Custom Navigation Transitions with Metal
As someone who likes graphics programming and has been studying Metal, I see that a lot of times people don’t find a reason to learn or where to apply the Metal API in their apps. Usually this comes from a lack of knowledge of what the tool can provide, but also with the lack of information available online to learn (usually only Apple docs). So here, we will learn how to use Metal in an app by creating custom Navigation Transitions.
Just to refresh what Metal is:
Metal is a low-level API for GPGPU (General Purpose Graphics Processing Unit) programming.
But what does this mean? In a simplified manner, it means that we can create programs to use the GPU of our device, usually for graphical applications, but also for computations in general (AI for instance).
The main advantage of the GPU is the parallel processing. Different from the CPU, the GPU is made for processing data in a very fast manner, or how do you think that your screen can refresh at 60 (or more) frames per second with so many pixels? But if so, why don’t we use only the GPU? The reason is that the GPU is great for parallel computations, which means that all the math being done is independent and can be worked at the same time, different from a database usage for instance, where we want to follow some order and have control over the process of the data and for that, the CPU is better fitted.
But anyway, let’s start to talk about the project that we will do and start to see some code.
So, the idea of this post is to teach how to create custom UINavigationController transitions. We will create a custom animation when we do a push to show a new UIViewController, which is something that anyone that has used an iOS device is very familiar with. Even so you probably now, let’s refresh how the push animation looks like:
Nothing new, right?
For most applications and in most use cases, this animation is perfectly fine and there is no need for creating something new or different. But sometimes we want to create something more striking to tell the user what is happening. Perhaps your app is highly customized and doesn’t necessarily follow too much the Apple standard for UI. Or the designer can have some custom transition for a specific part of the app and you can’t do it with what UIKit provides.
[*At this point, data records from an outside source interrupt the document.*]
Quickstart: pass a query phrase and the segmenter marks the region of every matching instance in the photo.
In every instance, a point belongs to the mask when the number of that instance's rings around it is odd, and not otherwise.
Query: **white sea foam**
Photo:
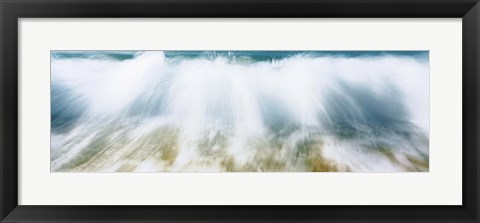
[[[174,60],[161,51],[152,51],[121,61],[53,59],[51,67],[52,86],[69,89],[69,94],[79,98],[78,104],[70,100],[52,106],[84,110],[72,124],[76,131],[62,133],[76,134],[76,141],[64,142],[63,146],[77,150],[86,132],[100,134],[110,128],[108,123],[124,123],[124,127],[111,130],[117,134],[128,131],[131,139],[123,143],[124,147],[135,144],[156,126],[173,126],[178,129],[175,137],[179,139],[179,151],[170,170],[215,169],[218,163],[204,162],[213,167],[200,168],[195,159],[201,156],[198,142],[218,140],[215,137],[219,132],[228,138],[226,154],[235,158],[235,165],[257,157],[258,146],[252,146],[253,139],[280,137],[282,149],[289,151],[295,150],[297,141],[317,132],[322,135],[324,158],[353,171],[398,171],[401,167],[382,154],[345,149],[363,148],[368,140],[338,142],[331,129],[340,122],[348,122],[355,131],[365,128],[367,133],[375,131],[376,126],[397,126],[382,122],[408,123],[419,129],[414,130],[415,134],[424,134],[428,141],[429,67],[427,62],[409,57],[297,55],[275,61],[241,62],[223,56]],[[82,126],[90,127],[79,134]],[[55,141],[61,141],[57,133],[53,135]],[[428,143],[425,148],[417,141],[381,137],[386,138],[384,141],[400,140],[392,144],[404,147],[422,147],[407,148],[409,152],[402,154],[415,156],[415,151],[420,150],[428,156]],[[134,147],[141,149],[139,145]],[[52,147],[52,151],[57,149]],[[151,159],[147,161],[137,170],[156,166]]]

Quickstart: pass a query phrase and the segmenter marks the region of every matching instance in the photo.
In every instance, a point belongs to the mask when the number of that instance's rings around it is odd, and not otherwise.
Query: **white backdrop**
[[[19,204],[462,204],[461,19],[20,19]],[[430,50],[427,173],[50,173],[50,50]]]

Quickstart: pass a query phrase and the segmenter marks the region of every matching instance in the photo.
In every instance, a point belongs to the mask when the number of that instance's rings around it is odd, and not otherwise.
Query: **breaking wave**
[[[52,171],[428,171],[428,59],[361,55],[52,53]]]

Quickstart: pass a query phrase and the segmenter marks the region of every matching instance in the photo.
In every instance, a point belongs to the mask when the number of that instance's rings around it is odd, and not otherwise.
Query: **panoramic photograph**
[[[429,51],[51,51],[51,172],[428,172]]]

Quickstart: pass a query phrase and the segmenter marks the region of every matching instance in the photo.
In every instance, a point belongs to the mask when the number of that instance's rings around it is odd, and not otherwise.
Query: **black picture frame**
[[[478,0],[0,0],[0,15],[1,222],[479,222]],[[19,18],[76,17],[462,18],[463,205],[18,205],[17,21]]]

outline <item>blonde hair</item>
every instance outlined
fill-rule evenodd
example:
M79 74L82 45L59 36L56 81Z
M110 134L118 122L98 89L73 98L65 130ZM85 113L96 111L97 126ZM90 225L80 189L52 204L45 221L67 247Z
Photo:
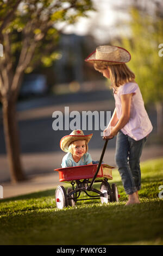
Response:
M134 80L135 76L130 69L124 64L116 65L93 65L96 70L101 71L108 69L110 73L111 86L115 88Z
M86 142L85 139L77 139L76 141L74 141L68 146L68 151L71 153L72 155L74 154L73 153L73 147L74 147L74 141L85 141L85 153L88 150L88 145L87 145L87 143Z

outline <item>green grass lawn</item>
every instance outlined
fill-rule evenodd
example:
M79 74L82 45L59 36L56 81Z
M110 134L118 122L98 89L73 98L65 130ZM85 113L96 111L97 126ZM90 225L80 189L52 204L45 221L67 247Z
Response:
M141 166L140 204L124 205L127 197L117 170L112 182L121 194L117 203L82 201L58 210L55 188L1 200L0 244L162 245L163 198L158 194L163 159Z

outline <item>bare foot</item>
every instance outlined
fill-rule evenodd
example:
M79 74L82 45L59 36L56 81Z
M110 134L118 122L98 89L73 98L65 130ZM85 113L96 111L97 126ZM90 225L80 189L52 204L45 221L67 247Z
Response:
M139 198L137 197L137 195L136 192L133 193L132 194L129 194L128 196L128 200L126 204L125 205L129 205L130 204L140 204L140 201L139 200Z
M136 192L136 194L137 198L139 199L138 190Z

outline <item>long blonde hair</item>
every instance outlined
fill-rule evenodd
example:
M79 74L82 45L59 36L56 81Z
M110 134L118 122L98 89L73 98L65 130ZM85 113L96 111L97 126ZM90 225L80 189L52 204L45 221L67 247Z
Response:
M135 78L134 74L124 64L116 65L93 65L96 70L101 71L108 69L110 73L111 87L116 89L126 83L133 81Z

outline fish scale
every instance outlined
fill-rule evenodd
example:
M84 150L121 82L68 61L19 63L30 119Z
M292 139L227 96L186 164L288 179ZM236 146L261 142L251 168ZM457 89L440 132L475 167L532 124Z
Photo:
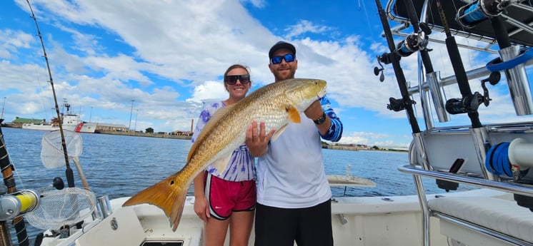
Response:
M300 113L324 96L326 81L293 78L259 88L236 103L219 109L191 146L187 164L177 173L132 196L123 206L149 203L162 209L175 231L192 180L211 163L219 170L233 151L244 143L252 121L264 122L266 133L276 130L272 140L289 123L300 122Z

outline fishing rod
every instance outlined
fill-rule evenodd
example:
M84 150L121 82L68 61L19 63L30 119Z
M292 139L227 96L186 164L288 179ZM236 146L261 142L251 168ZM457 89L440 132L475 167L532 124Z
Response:
M405 109L409 124L411 125L412 133L420 133L420 128L418 125L418 122L414 116L414 111L413 110L413 104L415 104L416 102L411 100L409 98L405 80L405 75L404 74L404 71L399 63L400 56L397 52L394 52L396 50L396 46L392 39L392 32L390 30L390 26L389 26L385 11L382 7L379 0L376 0L376 5L377 5L378 13L379 14L379 18L382 21L382 25L383 26L383 31L385 33L385 38L387 39L387 42L389 45L389 49L391 51L390 53L384 53L381 56L378 56L378 61L383 62L386 64L392 64L397 81L398 82L398 86L399 87L400 93L402 94L401 99L389 98L389 101L390 103L387 104L387 108L397 112ZM374 73L376 69L374 69Z
M470 118L472 128L481 128L483 125L479 121L479 113L477 112L477 108L484 102L484 97L478 92L472 94L470 86L468 83L467 72L464 70L464 66L461 59L461 54L459 53L457 43L455 41L455 38L452 36L452 32L446 20L444 11L440 0L437 0L437 6L439 10L441 21L442 22L442 26L446 34L445 42L448 56L449 56L452 61L452 66L455 73L459 90L462 96L462 98L452 98L448 100L446 102L446 110L451 114L467 113L468 117Z
M407 38L413 35L416 35L416 37L418 38L417 42L414 43L416 43L416 51L419 51L420 58L422 59L422 63L424 64L424 68L425 68L425 78L429 88L429 92L431 93L432 98L433 99L433 104L435 107L435 113L437 113L437 116L439 118L439 122L449 121L449 119L448 118L448 114L446 113L444 104L443 103L444 99L442 98L443 93L442 92L442 86L440 85L440 76L439 72L435 72L434 71L433 65L432 63L431 58L429 58L430 50L427 48L427 44L429 42L429 36L432 33L432 29L425 22L419 22L420 18L425 17L418 17L418 16L417 15L417 11L414 8L414 4L412 1L405 1L404 4L406 10L407 11L407 16L409 17L409 22L413 26L414 30L414 33L408 36ZM421 14L424 15L424 13ZM408 39L406 38L405 41L402 43L408 43L407 40ZM421 97L422 97L422 102L427 101L424 101L423 98L425 98L425 96L422 91L420 91L420 95ZM429 106L424 106L424 103L422 103L422 109L425 116L424 118L426 120L426 125L427 128L429 128L433 127L433 123L430 120L431 116L429 116L429 109L427 108Z
M0 118L0 168L1 168L2 177L4 178L4 184L7 188L8 193L16 192L16 183L13 177L13 170L14 168L9 161L9 155L6 148L6 142L4 140L4 133L1 129L1 123L3 118ZM0 240L0 244L2 245L11 245L11 239L9 238L9 231L6 226L6 220L0 220L0 227L1 227L2 236ZM26 231L26 222L24 217L18 216L13 218L13 226L15 227L16 238L19 240L19 245L29 245L28 239L28 232ZM6 238L7 237L7 238Z
M66 167L66 170L65 170L65 175L66 176L66 183L68 184L69 188L73 188L74 187L74 174L72 171L72 168L70 168L70 164L69 163L69 154L66 152L66 142L65 141L65 135L63 132L63 120L61 118L61 113L59 113L59 106L57 104L57 96L56 96L56 90L54 87L54 79L52 78L52 73L50 70L50 64L48 62L48 56L46 56L46 51L44 49L44 42L43 41L43 37L41 35L41 30L39 28L39 24L37 24L37 19L35 17L35 14L34 14L34 9L31 8L31 4L29 4L29 0L26 0L26 1L28 3L28 6L29 6L29 10L31 12L31 19L34 19L34 21L35 22L35 26L37 28L37 36L39 36L39 40L41 41L41 46L43 48L43 53L44 60L46 61L46 68L48 68L48 75L49 77L50 85L52 88L52 94L54 95L54 102L55 103L55 109L56 109L56 113L57 114L57 118L59 119L59 133L61 133L61 147L63 148L63 154L65 157L65 166Z

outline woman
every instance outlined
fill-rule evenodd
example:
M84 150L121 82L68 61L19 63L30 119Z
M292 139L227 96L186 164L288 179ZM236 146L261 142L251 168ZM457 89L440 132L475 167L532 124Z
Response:
M200 113L192 142L218 109L238 102L251 87L248 68L234 64L224 74L229 97L206 105ZM223 245L228 226L229 245L248 245L256 205L254 157L246 145L236 149L226 170L209 165L194 178L194 212L204 222L205 245Z

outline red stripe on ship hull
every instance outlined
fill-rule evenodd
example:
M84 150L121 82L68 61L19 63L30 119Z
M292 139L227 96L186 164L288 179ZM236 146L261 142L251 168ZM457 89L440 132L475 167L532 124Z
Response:
M81 122L78 125L76 125L76 129L74 130L75 132L79 133L80 130L81 130L81 128L84 127L84 123Z

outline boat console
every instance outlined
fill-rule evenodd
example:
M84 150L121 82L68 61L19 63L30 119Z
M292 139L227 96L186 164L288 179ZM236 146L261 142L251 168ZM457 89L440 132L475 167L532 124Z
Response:
M533 100L526 69L533 64L533 1L390 0L384 9L379 1L377 4L390 52L377 56L382 68L374 73L381 72L382 81L382 64L394 67L402 98L391 98L388 107L405 110L412 125L410 165L399 170L414 175L424 215L424 245L429 245L429 217L435 217L450 245L533 245L533 122L527 120L533 115ZM390 27L389 21L398 25ZM392 36L404 39L395 43ZM468 41L459 43L456 36ZM442 78L434 69L430 55L437 43L445 46L452 76ZM487 62L467 71L459 48L485 51L482 57ZM417 85L411 86L399 61L413 53L419 56L419 71ZM508 86L510 113L525 116L524 121L482 123L478 109L502 103L489 93L499 83ZM447 95L449 88L460 95ZM414 113L415 96L425 130ZM452 116L462 114L470 125L451 123ZM447 191L462 183L507 195L428 200L422 176L434 178Z

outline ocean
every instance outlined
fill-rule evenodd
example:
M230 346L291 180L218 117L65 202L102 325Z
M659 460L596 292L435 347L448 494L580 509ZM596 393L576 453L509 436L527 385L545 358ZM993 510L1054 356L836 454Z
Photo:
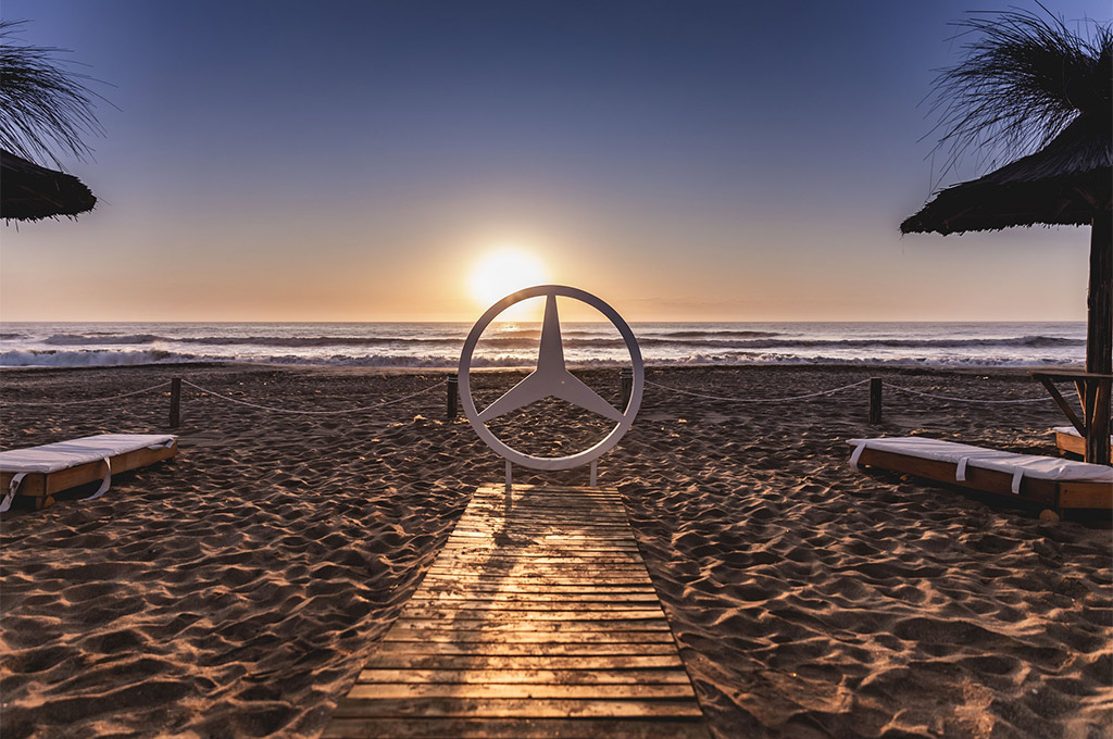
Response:
M649 365L859 364L1040 366L1081 364L1082 322L642 323ZM83 367L252 362L367 367L453 367L464 323L3 323L0 366ZM539 325L493 324L473 366L532 366ZM565 323L570 364L619 365L610 324Z

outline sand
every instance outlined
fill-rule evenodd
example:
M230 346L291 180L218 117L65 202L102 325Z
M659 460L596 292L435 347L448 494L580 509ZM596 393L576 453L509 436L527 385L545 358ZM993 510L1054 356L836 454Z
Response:
M1022 373L849 367L653 371L735 397L880 374L1032 397ZM443 375L278 367L0 374L3 449L167 431L168 396L55 407L185 376L290 410L371 405ZM617 372L583 375L617 398ZM510 377L477 376L490 402ZM1054 453L1051 403L975 406L866 388L738 405L647 390L600 465L617 485L718 737L1106 737L1113 536L847 465L845 440L924 434ZM188 390L181 453L0 524L0 732L313 737L413 593L471 491L502 462L437 387L377 412L275 414ZM502 420L525 451L605 426L555 403ZM530 423L526 423L530 422ZM560 434L563 444L551 441ZM585 471L520 482L583 484Z

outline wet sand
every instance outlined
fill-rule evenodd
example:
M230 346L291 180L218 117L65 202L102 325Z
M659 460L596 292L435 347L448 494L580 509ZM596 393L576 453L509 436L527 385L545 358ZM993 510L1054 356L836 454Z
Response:
M582 376L618 402L617 371ZM881 375L963 397L1035 397L1023 373L851 367L652 371L662 385L779 397ZM287 410L406 395L435 373L245 366L9 371L0 443L162 433L171 376ZM512 377L481 373L489 403ZM1054 453L1051 402L977 406L886 391L730 404L647 387L600 463L621 491L718 737L1106 737L1113 535L1037 510L849 469L845 441L923 434ZM277 414L187 387L180 454L101 499L0 524L0 732L313 737L502 461L445 390L377 411ZM555 402L494 427L523 451L605 426ZM560 442L553 442L559 439ZM587 471L516 481L584 484Z

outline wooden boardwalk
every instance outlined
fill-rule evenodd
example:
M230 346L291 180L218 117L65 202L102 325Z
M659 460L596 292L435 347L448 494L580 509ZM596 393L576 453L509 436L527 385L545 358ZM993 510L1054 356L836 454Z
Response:
M700 737L615 490L480 487L324 731Z

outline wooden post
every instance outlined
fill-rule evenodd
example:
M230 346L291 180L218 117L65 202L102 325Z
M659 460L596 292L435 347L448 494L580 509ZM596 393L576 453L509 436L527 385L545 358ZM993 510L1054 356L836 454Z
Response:
M869 378L869 423L877 425L881 422L881 378Z
M633 394L633 370L623 370L619 373L619 380L622 382L622 410L630 405L630 395Z
M181 377L170 381L170 428L181 423Z
M1090 225L1090 290L1086 293L1086 372L1113 373L1113 214L1094 216ZM1110 463L1110 393L1086 393L1086 462ZM1092 398L1092 400L1091 400Z
M452 421L460 413L460 378L455 373L449 375L449 420Z

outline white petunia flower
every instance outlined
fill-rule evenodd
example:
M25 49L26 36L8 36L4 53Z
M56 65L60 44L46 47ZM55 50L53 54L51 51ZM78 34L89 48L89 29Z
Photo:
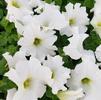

From now on, we will do this transition, but in an app:
That ‘s cool! Very unexpected and stylish. For those who never played Doom, this is known as the Doom’s Screen Melt. We will do this transition just because it looks exciting and different, but Metal has almost no limit for what you can do (yeah, you could do a 3D transition if you wanted it).
UINavigationControllerDelegate
First, we will implement the UINavigationControllerDelegate:
extension FirstViewController: UINavigationControllerDelegate {
func navigationController(
_ navigationController: UINavigationController,
animationControllerFor operation: UINavigationController.Operation,
from fromVC: UIViewController,
to toVC: UIViewController
) -> UIViewControllerAnimatedTransitioning? {
return DoomTransition()
}
}
This is nothing different than the usual delegates from UIKit. Here is where we will return the object that will implement the transition, which needs to be a UIViewControllerAnimatedTransitioning. Now, let’s take a deeper look in the DoomTransition class.
DoomTransition
The DoomTransition class is where we will configure and create the code to execute the transition.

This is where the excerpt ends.